Man stelle sich vergleichsweise vor, bei jedem Restaurantbesuch müsse man sich, um Essen und Trinken zu können, einen Kellner wählen. Der bestimme dann, in enger Abstimmung mit dem Koch und den Großmarkthändlern, die ihre Waren loswerden wollen, welche Speisen auf den Tisch kommen und konsumiert werden müssen. Und wenn man sich Ungenießbares oder Giftiges zu essen und zu trinken weigere, ja Aufgedrängtes gar wieder ausspucke, werde man als kriminell hingestellt, weil man doch den Kellner gewählt habe.
Typen wie Maizière verwechseln gern Verantwortung und Macht und Macht mit Recht. Weil sie gewählt sind oder durch gewählte Institutionen eingesetzt, denken sie, sie hätten über Recht und Unrecht zu entscheiden. Das ist nicht der Fall. Sie haben, wenn schon, dann einen Auftrag. Erfüllen sie den nicht oder nicht im Sinne der Beauftragenden, haben diese das Recht, sich zu beschweren und dagegen vorzugehen.
Deutsche Bundesminister leisten meines Wissens folgenden Amtseid: „Ich schwöre, dass ich meine Kraft dem Wohle des deutschen Volkes widmen, seinen Nutzen mehren, Schaden von ihm wenden, das Grundgesetz und die Gesetze des Bundes wahren und verteidigen, meine Pflichten gewissenhaft erfüllen und Gerechtigkeit gegen jedermann üben werde.“ Was haben Laufzeitverlängerung und das Durchdrücken eines ungeeigneten Endlagerstandortes mit dem Wohl des Volkes zu tun? Welchen Nutzen mehr das Verprügeln von Demonstranten? Gehören die Polizisten, die bei solchen Einsätzen verstrahlt werden, nicht zum Volk, darf man ihnen per Dienstanweisung schaden? Gehört es zur Gerechtigkeit gegen jedermann, die Legitimität von zivilem Ungehorsam willkürlich in Frage zu stellen?

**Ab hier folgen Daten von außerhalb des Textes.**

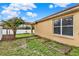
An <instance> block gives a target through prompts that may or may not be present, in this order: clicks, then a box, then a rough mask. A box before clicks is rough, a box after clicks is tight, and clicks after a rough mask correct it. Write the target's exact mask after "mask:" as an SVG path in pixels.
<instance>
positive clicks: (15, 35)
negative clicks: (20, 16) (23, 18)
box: [2, 17, 24, 39]
mask: <svg viewBox="0 0 79 59" xmlns="http://www.w3.org/2000/svg"><path fill="white" fill-rule="evenodd" d="M2 22H3V25H4V27H5V28H9V29H12V31H13V35H14V39H16V30H17V29H18V27H19V26H20V25H21V24H24V21H23V20H22V19H21V18H17V17H14V18H12V19H9V20H7V21H4V20H3V21H2Z"/></svg>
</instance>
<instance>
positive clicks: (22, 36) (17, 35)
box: [16, 33, 32, 38]
mask: <svg viewBox="0 0 79 59" xmlns="http://www.w3.org/2000/svg"><path fill="white" fill-rule="evenodd" d="M29 36H32V34H26V33H24V34H17V35H16V38H23V37H29Z"/></svg>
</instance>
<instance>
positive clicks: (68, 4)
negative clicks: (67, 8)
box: [49, 3, 70, 8]
mask: <svg viewBox="0 0 79 59" xmlns="http://www.w3.org/2000/svg"><path fill="white" fill-rule="evenodd" d="M53 4H54V5H53ZM53 4H50V5H49V8H54V7H58V6H59V7H67V6H68V5H69V4H70V3H53Z"/></svg>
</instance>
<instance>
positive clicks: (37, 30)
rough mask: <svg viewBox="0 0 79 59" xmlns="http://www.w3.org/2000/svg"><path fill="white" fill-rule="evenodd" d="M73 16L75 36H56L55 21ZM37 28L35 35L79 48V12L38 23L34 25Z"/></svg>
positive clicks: (73, 24) (76, 12) (43, 21)
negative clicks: (63, 18) (77, 46)
mask: <svg viewBox="0 0 79 59" xmlns="http://www.w3.org/2000/svg"><path fill="white" fill-rule="evenodd" d="M70 15H73V36H71V37H70V36H65V35H63V36H60V35H55V34H54V33H53V31H54V29H53V27H54V25H53V24H54V23H53V22H54V20H55V19H57V18H62V17H66V16H70ZM34 27H35V35H38V36H41V37H45V38H48V39H50V40H54V41H57V42H60V43H63V44H68V45H72V46H78V47H79V11H77V12H74V13H71V14H66V15H62V16H59V17H56V18H52V19H49V20H46V21H43V22H38V23H37V24H35V25H34Z"/></svg>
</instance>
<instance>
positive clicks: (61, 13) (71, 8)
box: [33, 4, 79, 24]
mask: <svg viewBox="0 0 79 59" xmlns="http://www.w3.org/2000/svg"><path fill="white" fill-rule="evenodd" d="M74 11H79V4H78V5H76V6H73V7H70V8H67V9H65V10H62V11H60V12H57V13H55V14H52V15H50V16H48V17H45V18H42V19H41V20H38V21H35V22H34V23H33V24H36V23H39V22H43V21H46V20H49V19H51V18H55V17H57V16H61V15H64V14H68V13H72V12H74Z"/></svg>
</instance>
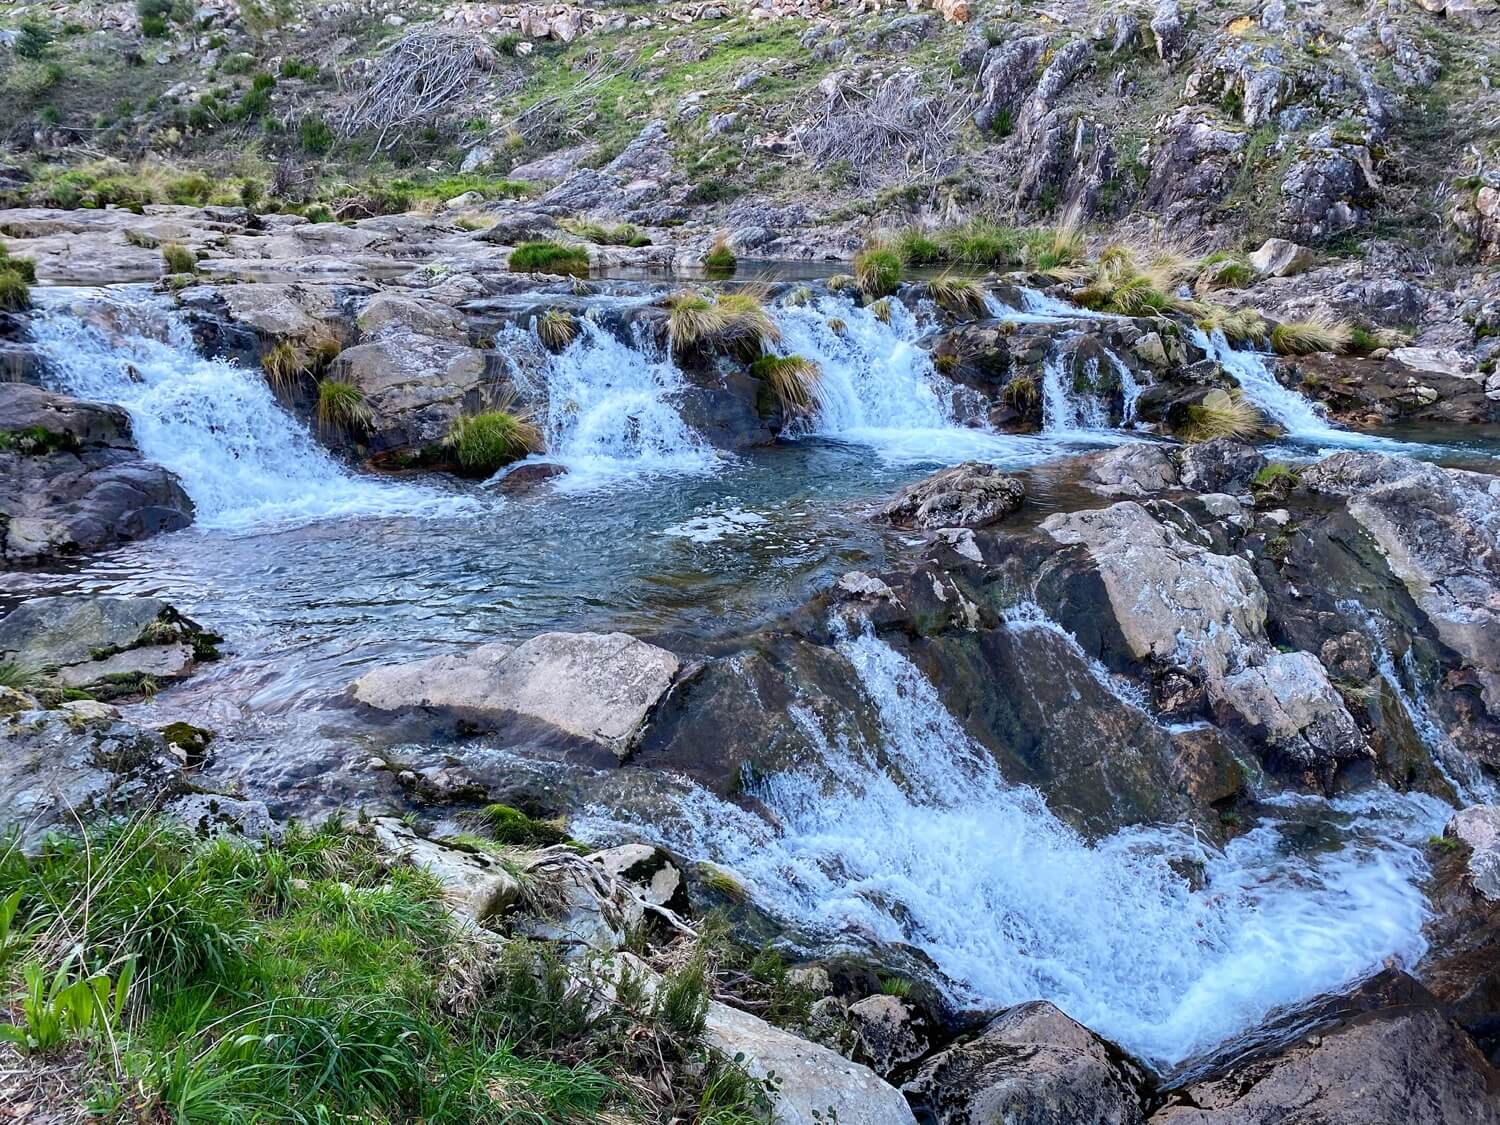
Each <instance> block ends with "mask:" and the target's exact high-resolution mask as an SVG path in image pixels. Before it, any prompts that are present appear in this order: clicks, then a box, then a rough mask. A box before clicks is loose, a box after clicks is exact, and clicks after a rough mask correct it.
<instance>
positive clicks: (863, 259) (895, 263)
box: [853, 245, 901, 297]
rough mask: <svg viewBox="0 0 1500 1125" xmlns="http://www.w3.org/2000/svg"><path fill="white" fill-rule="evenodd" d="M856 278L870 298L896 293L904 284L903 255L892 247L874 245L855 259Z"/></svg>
mask: <svg viewBox="0 0 1500 1125" xmlns="http://www.w3.org/2000/svg"><path fill="white" fill-rule="evenodd" d="M853 276H855V281H856V282H858V284H859V288H861V290H862V291H864V293H865V294H868V296H870V297H885V296H888V294H891V293H895V287H897V285H900V284H901V255H900V252H898V251H895V249H894V248H891V246H883V245H874V246H870V248H868V249H864V251H859V254H856V255H855V258H853Z"/></svg>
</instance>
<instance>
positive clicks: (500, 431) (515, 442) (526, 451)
mask: <svg viewBox="0 0 1500 1125" xmlns="http://www.w3.org/2000/svg"><path fill="white" fill-rule="evenodd" d="M447 444H449V446H450V447H452V449H453V455H455V458H456V460H458V463H459V468H462V469H463V471H465V472H468V474H472V475H483V477H487V475H490V474H492V472H496V471H498V469H501V468H504V466H505V465H508V463H510V462H513V460H519V459H520V458H523V456H526V455H528V453H535V452H537V450H540V449H541V434H540V431H537V428H535V426H534V425H532V423H531V420H529V419H528V417H526V416H523V414H513V413H510V411H508V410H504V408H498V410H487V411H483V413H480V414H466V416H463V417H460V419H456V420H455V422H453V425H452V426H450V428H449V437H447Z"/></svg>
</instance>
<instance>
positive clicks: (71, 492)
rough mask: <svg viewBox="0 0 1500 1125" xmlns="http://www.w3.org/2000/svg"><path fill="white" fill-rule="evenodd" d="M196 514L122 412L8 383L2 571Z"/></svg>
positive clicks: (3, 449)
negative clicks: (130, 434) (145, 444)
mask: <svg viewBox="0 0 1500 1125" xmlns="http://www.w3.org/2000/svg"><path fill="white" fill-rule="evenodd" d="M192 514H193V505H192V501H190V499H189V498H187V493H186V492H184V490H183V487H181V483H180V481H178V480H177V477H174V475H172V474H171V472H168V471H166V469H165V468H162V466H160V465H156V463H153V462H150V460H145V459H144V458H142V456H141V452H139V449H138V447H136V444H135V440H133V438H132V435H130V419H129V416H127V414H126V413H124V411H123V410H120V408H118V407H107V405H101V404H96V402H80V401H78V399H71V398H66V396H63V395H52V393H49V392H45V390H40V389H37V387H31V386H27V384H21V383H9V384H5V393H3V395H0V565H12V567H17V565H31V564H37V562H43V561H46V559H51V558H57V556H63V555H75V553H78V552H83V550H96V549H99V547H105V546H110V544H113V543H120V541H126V540H136V538H145V537H147V535H154V534H159V532H163V531H177V529H178V528H184V526H187V525H189V523H190V522H192Z"/></svg>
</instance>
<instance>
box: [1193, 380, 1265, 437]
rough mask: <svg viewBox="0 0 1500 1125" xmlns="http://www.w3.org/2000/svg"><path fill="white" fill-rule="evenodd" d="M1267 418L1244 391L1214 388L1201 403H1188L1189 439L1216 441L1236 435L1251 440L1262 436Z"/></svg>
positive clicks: (1238, 436)
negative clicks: (1222, 438)
mask: <svg viewBox="0 0 1500 1125" xmlns="http://www.w3.org/2000/svg"><path fill="white" fill-rule="evenodd" d="M1262 429H1263V420H1262V417H1260V411H1259V410H1256V405H1254V404H1253V402H1251V401H1250V399H1247V398H1245V396H1244V395H1242V393H1241V392H1238V390H1232V392H1226V390H1218V389H1215V390H1211V392H1209V393H1208V395H1205V396H1203V401H1202V402H1199V404H1197V405H1193V407H1188V426H1187V431H1185V432H1184V438H1185V440H1187V441H1193V443H1197V441H1212V440H1214V438H1236V440H1239V441H1248V440H1250V438H1254V437H1259V435H1260V432H1262Z"/></svg>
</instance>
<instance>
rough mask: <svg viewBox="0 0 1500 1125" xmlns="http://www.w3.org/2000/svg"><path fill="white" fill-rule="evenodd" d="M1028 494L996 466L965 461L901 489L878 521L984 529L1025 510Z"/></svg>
mask: <svg viewBox="0 0 1500 1125" xmlns="http://www.w3.org/2000/svg"><path fill="white" fill-rule="evenodd" d="M1025 495H1026V490H1025V487H1023V486H1022V483H1020V481H1019V480H1016V478H1014V477H1007V475H1005V474H1004V472H1002V471H1001V469H998V468H995V466H993V465H983V463H980V462H977V460H966V462H965V463H962V465H956V466H953V468H950V469H942V471H941V472H935V474H933V475H930V477H927V478H926V480H919V481H916V483H915V484H909V486H907V487H904V489H901V490H900V492H898V493H897V495H895V499H892V501H891V502H889V504H886V505H885V507H883V508H880V511H879V517H880V519H883V520H886V522H889V523H894V525H897V526H906V528H915V529H919V531H932V529H936V528H956V526H957V528H981V526H987V525H990V523H998V522H999V520H1002V519H1005V517H1007V516H1010V514H1011V513H1014V511H1017V510H1019V508H1020V505H1022V499H1023V498H1025Z"/></svg>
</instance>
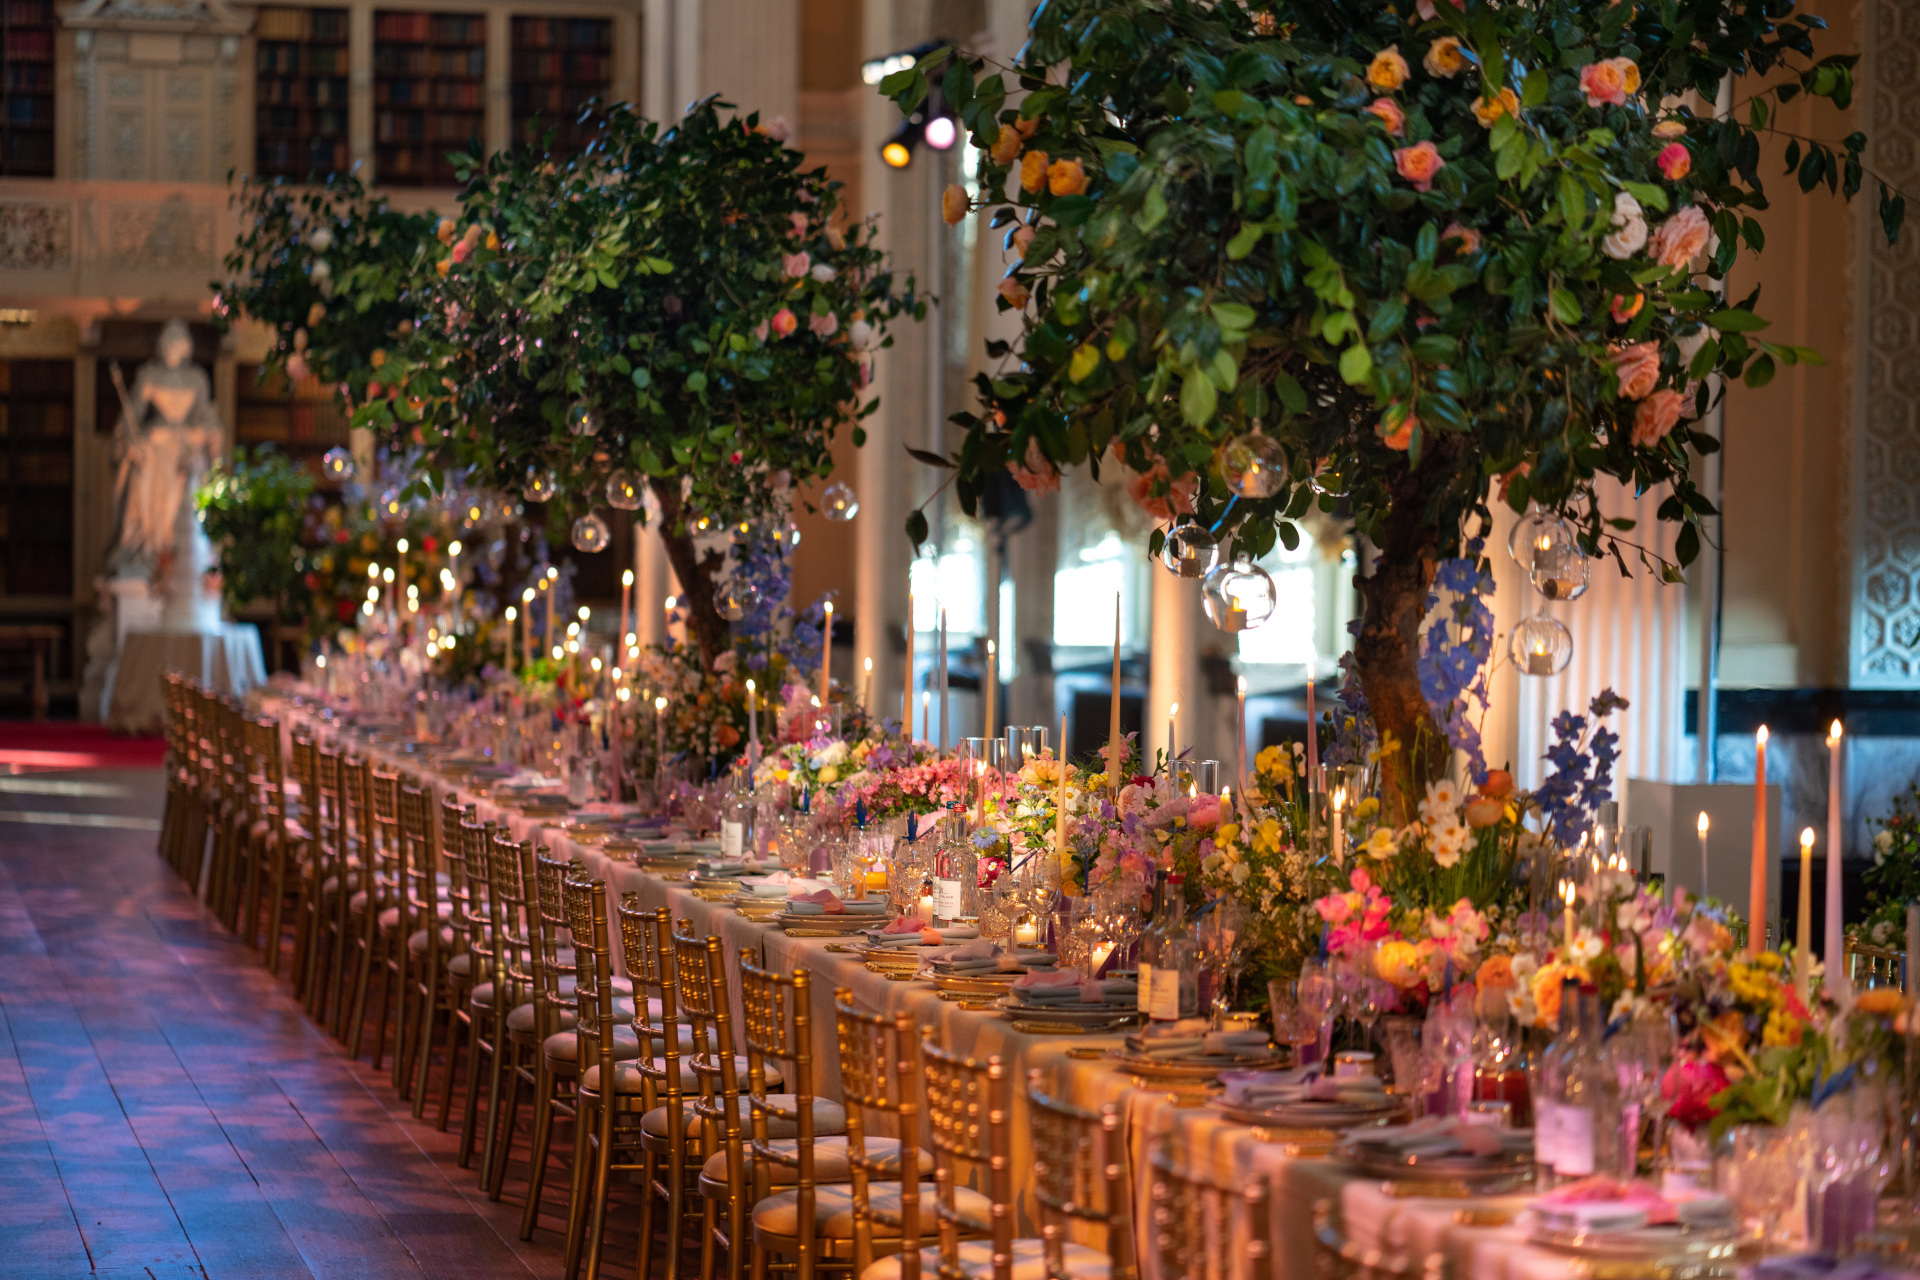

Innenminister sind üblicherweise bloß Kettehunde der Mächtigen, sie machen die brutale Drecksarbeit im politischen Tagesgeschäft. Herr de Maizière ist sozusagen Muttis Büttel. So muss man auch seinen Ausspruch verstehen. Er ist kein Beitrag zur politischen Theorie, sondern bloß die ganz alltägliche Kampfansage eines Machtpolitikers an den „Feind“, nämlich den Bürger. Dessen Ungehorsam muss kriminalisiert, sein Widerstand unter Umständen auch mit Gewalt gebrochen werden. Das „Recht“ dazu hat man ja, man ist ja aus Wahlen als der Stärkere hervorgegangen. Na dann.